Meat Processing Center:
22.5 million euros of turnover,
5.000 tons of processed meat
The knowledge and the flavors of craft tradition with advanced preparation technologies in the Meat Processing Center of Terremerse. The result is a range of products that guarantees a very high quality references to the consumer and a hight level of attention to new requirements on consumers’ taste and the highest health standards.

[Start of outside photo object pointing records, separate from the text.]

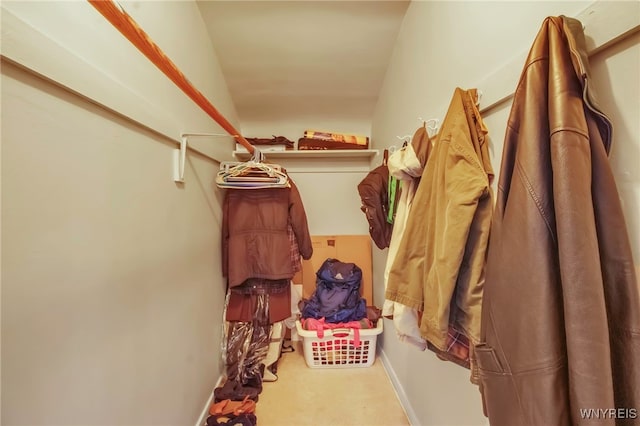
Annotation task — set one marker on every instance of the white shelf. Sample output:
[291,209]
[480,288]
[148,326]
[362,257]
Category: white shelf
[313,153]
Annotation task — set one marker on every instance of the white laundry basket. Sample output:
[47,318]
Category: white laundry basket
[337,348]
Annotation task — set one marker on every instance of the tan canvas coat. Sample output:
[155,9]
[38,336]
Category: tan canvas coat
[439,267]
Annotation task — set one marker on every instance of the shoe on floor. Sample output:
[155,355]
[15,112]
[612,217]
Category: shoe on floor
[247,419]
[235,392]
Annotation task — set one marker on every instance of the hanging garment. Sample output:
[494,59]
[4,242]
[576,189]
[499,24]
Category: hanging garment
[255,240]
[407,165]
[375,205]
[439,267]
[243,300]
[561,313]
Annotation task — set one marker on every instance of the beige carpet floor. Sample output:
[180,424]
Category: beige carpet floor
[361,396]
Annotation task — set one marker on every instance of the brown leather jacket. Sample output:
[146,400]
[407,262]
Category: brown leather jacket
[255,241]
[561,313]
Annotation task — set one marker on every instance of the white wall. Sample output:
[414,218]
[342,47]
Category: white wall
[443,45]
[112,295]
[293,128]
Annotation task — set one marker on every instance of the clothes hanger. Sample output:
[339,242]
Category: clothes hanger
[251,174]
[432,124]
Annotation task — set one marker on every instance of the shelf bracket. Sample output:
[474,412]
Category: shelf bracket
[179,159]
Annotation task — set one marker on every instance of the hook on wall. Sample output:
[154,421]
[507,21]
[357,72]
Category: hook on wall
[180,154]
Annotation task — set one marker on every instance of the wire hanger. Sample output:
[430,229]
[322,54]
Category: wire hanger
[251,174]
[432,124]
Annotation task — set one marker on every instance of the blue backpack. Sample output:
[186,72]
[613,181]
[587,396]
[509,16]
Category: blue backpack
[337,295]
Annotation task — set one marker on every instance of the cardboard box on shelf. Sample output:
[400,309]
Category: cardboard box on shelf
[345,248]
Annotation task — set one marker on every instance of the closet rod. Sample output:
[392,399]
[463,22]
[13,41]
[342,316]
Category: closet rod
[132,31]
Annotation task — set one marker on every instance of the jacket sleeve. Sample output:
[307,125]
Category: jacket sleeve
[298,218]
[225,236]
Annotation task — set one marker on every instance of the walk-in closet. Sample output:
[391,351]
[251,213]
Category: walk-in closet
[186,185]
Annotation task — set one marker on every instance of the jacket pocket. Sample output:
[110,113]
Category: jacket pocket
[487,359]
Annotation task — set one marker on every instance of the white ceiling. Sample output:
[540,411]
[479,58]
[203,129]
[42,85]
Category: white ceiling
[293,59]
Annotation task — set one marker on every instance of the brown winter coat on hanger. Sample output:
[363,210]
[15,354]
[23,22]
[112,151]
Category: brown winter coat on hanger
[561,312]
[255,242]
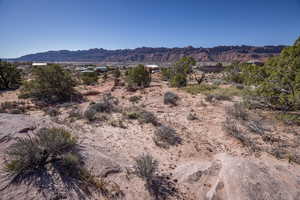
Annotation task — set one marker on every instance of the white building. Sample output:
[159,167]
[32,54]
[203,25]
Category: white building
[39,64]
[152,66]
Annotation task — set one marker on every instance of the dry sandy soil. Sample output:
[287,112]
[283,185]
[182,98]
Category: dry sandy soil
[208,164]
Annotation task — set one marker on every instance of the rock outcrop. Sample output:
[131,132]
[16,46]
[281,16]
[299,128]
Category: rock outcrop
[157,55]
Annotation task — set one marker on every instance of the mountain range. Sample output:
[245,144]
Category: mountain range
[161,54]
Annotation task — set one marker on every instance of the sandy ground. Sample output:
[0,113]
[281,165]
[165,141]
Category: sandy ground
[203,138]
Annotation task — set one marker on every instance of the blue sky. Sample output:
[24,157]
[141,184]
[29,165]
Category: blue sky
[30,26]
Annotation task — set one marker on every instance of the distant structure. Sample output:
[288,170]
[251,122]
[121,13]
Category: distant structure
[101,69]
[152,68]
[39,64]
[255,62]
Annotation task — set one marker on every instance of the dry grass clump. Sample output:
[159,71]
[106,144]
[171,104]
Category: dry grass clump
[135,99]
[238,112]
[51,111]
[107,104]
[289,118]
[170,98]
[51,151]
[49,146]
[166,136]
[196,89]
[191,116]
[143,116]
[213,92]
[13,107]
[159,186]
[231,127]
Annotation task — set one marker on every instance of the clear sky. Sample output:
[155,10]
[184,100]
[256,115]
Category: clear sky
[30,26]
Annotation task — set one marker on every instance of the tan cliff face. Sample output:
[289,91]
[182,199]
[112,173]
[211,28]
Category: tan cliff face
[208,164]
[147,54]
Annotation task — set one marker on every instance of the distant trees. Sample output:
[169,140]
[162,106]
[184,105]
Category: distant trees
[10,76]
[277,83]
[138,77]
[177,75]
[50,84]
[89,78]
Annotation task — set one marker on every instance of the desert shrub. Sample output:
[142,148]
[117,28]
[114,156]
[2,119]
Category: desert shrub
[51,111]
[289,118]
[90,114]
[138,77]
[49,146]
[10,76]
[13,107]
[50,84]
[159,186]
[233,73]
[170,98]
[147,117]
[143,116]
[135,99]
[89,78]
[117,123]
[107,104]
[202,88]
[117,73]
[184,65]
[177,75]
[166,74]
[255,126]
[191,116]
[277,83]
[165,136]
[51,151]
[237,111]
[178,80]
[231,127]
[146,166]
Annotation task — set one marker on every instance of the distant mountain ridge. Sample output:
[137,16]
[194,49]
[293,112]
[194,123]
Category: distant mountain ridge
[161,54]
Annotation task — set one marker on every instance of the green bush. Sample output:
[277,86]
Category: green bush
[13,107]
[166,136]
[166,74]
[50,84]
[237,111]
[138,77]
[279,86]
[184,65]
[10,76]
[178,80]
[276,85]
[31,154]
[289,118]
[146,166]
[117,73]
[107,104]
[202,88]
[233,73]
[170,98]
[89,78]
[177,75]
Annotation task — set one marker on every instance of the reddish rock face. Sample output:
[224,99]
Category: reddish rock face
[147,54]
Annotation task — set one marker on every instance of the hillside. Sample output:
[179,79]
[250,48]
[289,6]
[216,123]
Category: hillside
[147,54]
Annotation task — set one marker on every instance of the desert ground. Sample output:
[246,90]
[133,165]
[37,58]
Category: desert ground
[207,163]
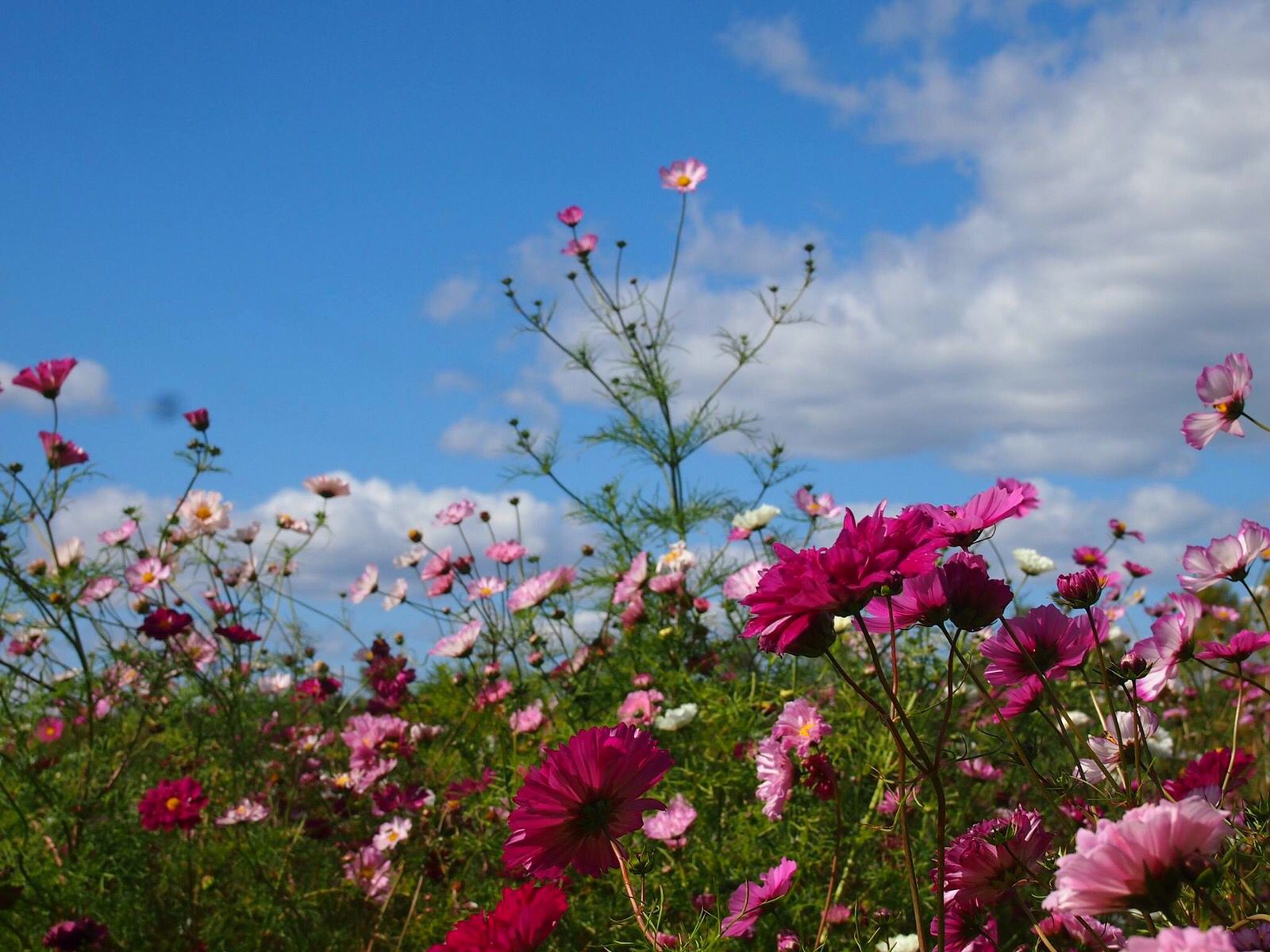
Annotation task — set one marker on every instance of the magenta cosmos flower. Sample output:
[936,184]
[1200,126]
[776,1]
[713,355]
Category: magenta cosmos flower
[46,378]
[793,607]
[521,922]
[683,175]
[1227,558]
[584,797]
[1138,861]
[749,900]
[171,805]
[1225,387]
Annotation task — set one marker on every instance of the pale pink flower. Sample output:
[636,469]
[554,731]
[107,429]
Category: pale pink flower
[683,175]
[328,486]
[397,594]
[368,584]
[775,777]
[1226,389]
[641,708]
[1227,558]
[391,833]
[244,812]
[671,824]
[506,552]
[455,513]
[1127,863]
[527,719]
[486,587]
[800,727]
[203,513]
[117,537]
[459,644]
[146,574]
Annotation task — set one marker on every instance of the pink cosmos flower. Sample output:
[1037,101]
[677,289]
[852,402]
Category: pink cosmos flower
[146,574]
[683,175]
[455,513]
[1227,558]
[370,871]
[1172,641]
[1045,639]
[537,589]
[366,584]
[775,777]
[527,720]
[629,585]
[749,900]
[1238,649]
[1137,862]
[486,587]
[61,452]
[46,378]
[1225,387]
[745,582]
[584,797]
[671,825]
[641,708]
[1174,939]
[569,216]
[506,552]
[791,611]
[328,486]
[117,537]
[244,812]
[391,835]
[459,644]
[800,727]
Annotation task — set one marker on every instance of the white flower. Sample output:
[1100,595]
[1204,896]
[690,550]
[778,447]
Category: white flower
[757,518]
[1033,562]
[676,717]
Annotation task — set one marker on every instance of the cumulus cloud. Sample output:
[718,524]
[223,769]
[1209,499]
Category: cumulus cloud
[87,389]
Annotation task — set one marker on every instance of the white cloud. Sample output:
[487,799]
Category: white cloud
[87,389]
[451,298]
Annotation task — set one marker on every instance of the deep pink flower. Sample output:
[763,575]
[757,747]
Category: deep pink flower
[1227,558]
[584,797]
[60,451]
[683,175]
[171,805]
[198,419]
[1225,387]
[791,611]
[581,247]
[46,378]
[522,920]
[1045,640]
[749,900]
[1137,862]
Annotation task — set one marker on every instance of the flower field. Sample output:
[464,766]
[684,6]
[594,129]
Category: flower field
[742,717]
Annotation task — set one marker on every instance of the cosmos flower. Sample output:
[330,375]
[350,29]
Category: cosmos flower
[584,797]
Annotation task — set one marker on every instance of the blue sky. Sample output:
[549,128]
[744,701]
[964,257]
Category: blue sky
[298,216]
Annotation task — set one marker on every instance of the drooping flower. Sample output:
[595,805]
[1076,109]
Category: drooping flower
[672,824]
[60,451]
[459,644]
[749,899]
[522,920]
[584,797]
[1225,387]
[683,175]
[46,378]
[1138,861]
[171,805]
[1227,558]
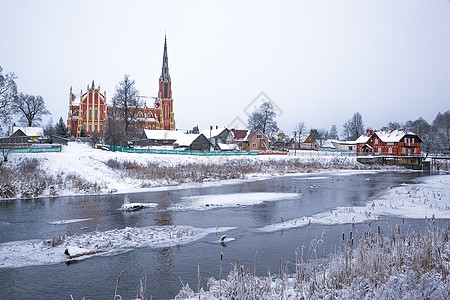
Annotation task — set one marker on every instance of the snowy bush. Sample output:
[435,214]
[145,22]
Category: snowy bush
[398,266]
[26,179]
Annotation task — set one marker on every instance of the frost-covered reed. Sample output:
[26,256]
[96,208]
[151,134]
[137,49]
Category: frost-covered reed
[400,265]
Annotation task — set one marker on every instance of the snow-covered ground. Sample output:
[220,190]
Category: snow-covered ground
[90,164]
[18,254]
[429,198]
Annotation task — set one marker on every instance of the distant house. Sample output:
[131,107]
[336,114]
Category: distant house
[218,136]
[344,145]
[162,137]
[393,142]
[197,142]
[249,140]
[32,133]
[305,142]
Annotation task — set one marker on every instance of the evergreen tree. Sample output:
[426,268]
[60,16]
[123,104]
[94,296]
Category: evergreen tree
[30,109]
[264,119]
[354,127]
[8,94]
[61,128]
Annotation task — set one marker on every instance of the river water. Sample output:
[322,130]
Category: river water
[95,278]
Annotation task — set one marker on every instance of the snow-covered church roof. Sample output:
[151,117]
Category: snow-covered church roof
[29,131]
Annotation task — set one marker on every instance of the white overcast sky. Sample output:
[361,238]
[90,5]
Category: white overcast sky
[318,61]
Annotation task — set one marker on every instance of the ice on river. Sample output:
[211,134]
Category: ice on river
[37,252]
[428,199]
[206,202]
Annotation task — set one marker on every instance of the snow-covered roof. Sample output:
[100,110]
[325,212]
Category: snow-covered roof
[350,143]
[153,134]
[390,136]
[228,147]
[328,144]
[30,131]
[241,135]
[214,132]
[186,140]
[363,139]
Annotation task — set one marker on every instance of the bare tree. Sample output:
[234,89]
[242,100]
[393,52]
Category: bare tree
[441,125]
[333,133]
[299,130]
[126,100]
[30,109]
[8,94]
[393,126]
[354,127]
[264,119]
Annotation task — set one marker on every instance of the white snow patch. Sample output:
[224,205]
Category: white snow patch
[62,222]
[206,202]
[17,254]
[429,199]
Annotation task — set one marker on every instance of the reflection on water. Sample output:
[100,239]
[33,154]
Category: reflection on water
[95,277]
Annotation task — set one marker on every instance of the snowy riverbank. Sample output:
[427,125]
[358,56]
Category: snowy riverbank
[80,169]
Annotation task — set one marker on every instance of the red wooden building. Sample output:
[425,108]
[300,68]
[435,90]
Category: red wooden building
[388,143]
[88,112]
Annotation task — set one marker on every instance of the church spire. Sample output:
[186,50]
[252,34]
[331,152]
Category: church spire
[165,67]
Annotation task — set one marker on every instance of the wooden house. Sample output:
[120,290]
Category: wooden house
[388,143]
[218,135]
[162,137]
[34,134]
[250,140]
[197,142]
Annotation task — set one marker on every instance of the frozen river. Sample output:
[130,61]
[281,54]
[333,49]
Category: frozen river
[244,211]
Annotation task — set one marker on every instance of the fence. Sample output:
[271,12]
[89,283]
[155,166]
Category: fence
[37,149]
[181,152]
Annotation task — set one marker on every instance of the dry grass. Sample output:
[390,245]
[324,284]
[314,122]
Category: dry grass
[398,266]
[232,169]
[28,180]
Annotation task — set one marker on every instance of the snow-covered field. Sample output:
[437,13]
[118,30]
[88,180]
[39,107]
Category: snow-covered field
[37,252]
[91,165]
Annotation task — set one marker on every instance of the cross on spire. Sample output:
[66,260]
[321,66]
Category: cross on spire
[165,67]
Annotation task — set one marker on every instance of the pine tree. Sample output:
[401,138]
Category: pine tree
[61,128]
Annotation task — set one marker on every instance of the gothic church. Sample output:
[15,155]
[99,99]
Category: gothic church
[88,113]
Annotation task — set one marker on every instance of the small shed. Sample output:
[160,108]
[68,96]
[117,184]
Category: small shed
[162,137]
[32,133]
[197,142]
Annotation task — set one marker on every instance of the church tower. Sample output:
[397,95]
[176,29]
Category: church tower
[167,121]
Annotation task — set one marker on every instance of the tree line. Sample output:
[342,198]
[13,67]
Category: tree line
[435,136]
[29,110]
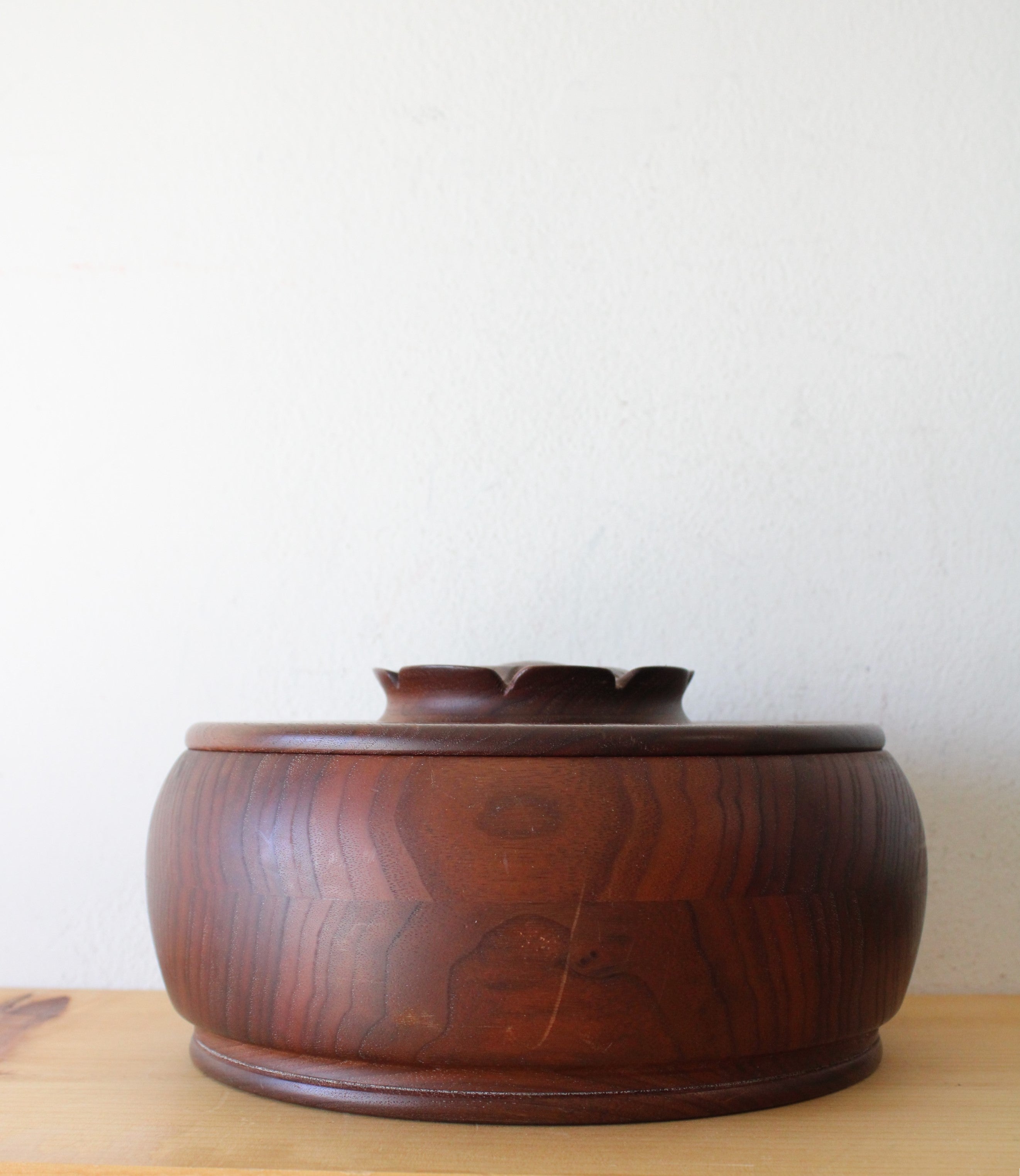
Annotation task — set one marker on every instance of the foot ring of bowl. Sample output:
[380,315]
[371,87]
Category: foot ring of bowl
[514,1095]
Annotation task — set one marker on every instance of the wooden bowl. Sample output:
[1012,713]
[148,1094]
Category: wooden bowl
[536,894]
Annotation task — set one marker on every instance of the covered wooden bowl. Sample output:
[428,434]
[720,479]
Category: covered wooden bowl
[536,894]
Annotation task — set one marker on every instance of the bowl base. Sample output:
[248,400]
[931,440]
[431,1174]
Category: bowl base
[516,1095]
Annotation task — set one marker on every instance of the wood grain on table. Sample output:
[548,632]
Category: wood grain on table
[106,1081]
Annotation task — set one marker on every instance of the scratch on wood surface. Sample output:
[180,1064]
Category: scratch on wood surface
[22,1014]
[566,971]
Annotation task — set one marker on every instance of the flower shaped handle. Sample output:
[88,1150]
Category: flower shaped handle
[534,693]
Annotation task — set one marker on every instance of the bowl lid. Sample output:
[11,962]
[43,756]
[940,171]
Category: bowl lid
[535,710]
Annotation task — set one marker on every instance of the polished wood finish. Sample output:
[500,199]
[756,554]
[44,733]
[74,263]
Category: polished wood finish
[107,1087]
[534,693]
[516,939]
[573,740]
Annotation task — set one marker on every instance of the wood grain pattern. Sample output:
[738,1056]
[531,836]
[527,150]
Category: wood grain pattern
[715,929]
[22,1013]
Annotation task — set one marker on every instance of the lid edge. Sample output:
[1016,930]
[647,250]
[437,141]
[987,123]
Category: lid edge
[536,740]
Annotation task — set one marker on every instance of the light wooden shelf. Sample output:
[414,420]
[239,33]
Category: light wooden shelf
[108,1083]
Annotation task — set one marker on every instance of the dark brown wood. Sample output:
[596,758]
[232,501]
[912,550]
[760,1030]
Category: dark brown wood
[513,938]
[534,693]
[582,740]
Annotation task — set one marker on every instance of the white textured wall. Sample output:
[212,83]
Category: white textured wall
[372,333]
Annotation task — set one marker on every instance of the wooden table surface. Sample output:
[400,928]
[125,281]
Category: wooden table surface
[106,1081]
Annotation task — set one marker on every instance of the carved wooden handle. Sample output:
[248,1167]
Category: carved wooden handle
[534,693]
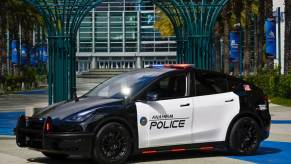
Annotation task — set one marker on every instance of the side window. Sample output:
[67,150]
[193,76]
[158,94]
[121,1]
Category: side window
[208,84]
[170,87]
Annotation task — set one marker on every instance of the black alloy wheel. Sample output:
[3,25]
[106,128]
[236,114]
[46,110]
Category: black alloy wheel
[244,138]
[112,144]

The Meat Processing Center - composed by Salumificio (Cold meat factory)for different types of fresh salami, seasoned salami, Ham factory and two Butcher’s shops with a total of 120 employees - is specialized in pork meat processing and seasoning. In 2011 it obtained a certification enabling it to process meat of the "Vitellone Bianco of the central Apennine" and in particular meat of the P.G.I. Chianina breed.
The Meat Processing Center of Terremerse prepares and pack labeled meat (private label ) of the major chains of BD and BOD. For one of them, the Coop, carried out the “Light pork”: “less fat” meat ty with short and controlled production chain. Together with Coop, the Meat Processing Center there is also developing plans to expand the range of references with innovative extra high value products, ready to cook food (stuffed rolls, spicy burgers, etc...).
The Meat Processing Center has the ISO 9001 process certification and is about to be BRC and IFS certified.
A matter of taste
Comacar with its own brand produces and sells fresh salami, seasoned salami and hams, to wholesalers and retailers (in its stores di Ravenna e Voltana); all typical products of the wise and tasty local tradition, obtained with simple and genuine recipes.